Adaptation as Critical Practice
This course provides a follow up to English 202, the Introduction to the English major. It is a practicum of critical methods. This particular 302 will provide in-depth practice in adaptation studies, and it will take as its foundational premise that all adaptations are forms of interpretation. When a novel is made into a movie or when a play-text becomes a staged performance, the new version is never exactly the same as the original source. Our focus on adaptation studies will include attention to the following methodological questions: What kinds of critical practices – close reading and historical research, for instance – are important to adaptation studies methodologies? How does the kind of interpretation that goes into making an adaptation differ from the kind of interpretation we perform as literary critics? What is the difference between adaptation and cultural appropriation? Why do some literary works inspire multiple adaptations? What cultural function do these adaptations fulfill?

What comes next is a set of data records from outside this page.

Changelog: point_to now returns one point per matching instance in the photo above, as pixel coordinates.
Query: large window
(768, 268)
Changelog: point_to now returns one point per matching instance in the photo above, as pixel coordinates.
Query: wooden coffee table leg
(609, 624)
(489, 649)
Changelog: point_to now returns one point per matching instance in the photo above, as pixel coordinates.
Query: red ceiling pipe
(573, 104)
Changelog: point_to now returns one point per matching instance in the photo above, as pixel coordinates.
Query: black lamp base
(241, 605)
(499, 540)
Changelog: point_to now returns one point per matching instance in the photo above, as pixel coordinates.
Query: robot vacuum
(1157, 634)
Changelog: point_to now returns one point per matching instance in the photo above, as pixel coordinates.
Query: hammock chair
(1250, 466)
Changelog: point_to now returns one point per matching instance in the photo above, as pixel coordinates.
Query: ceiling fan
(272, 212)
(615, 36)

We’ll explore these questions by taking as case studies two early nineteenth-century novels that continue to generate not only adaptations, but also prequels, sequels, and pastiches: Jane Austen’s Pride and Prejudice and Mary Shelley’s Frankenstein. By comparing critical interpretations and popular adaptations and spin-offs of these novels, we’ll ask why they remain perennially interesting to readers and how the work of literary critics differs from the work of the novelists, screenwriters, directors, and artists that adapt them for new audiences.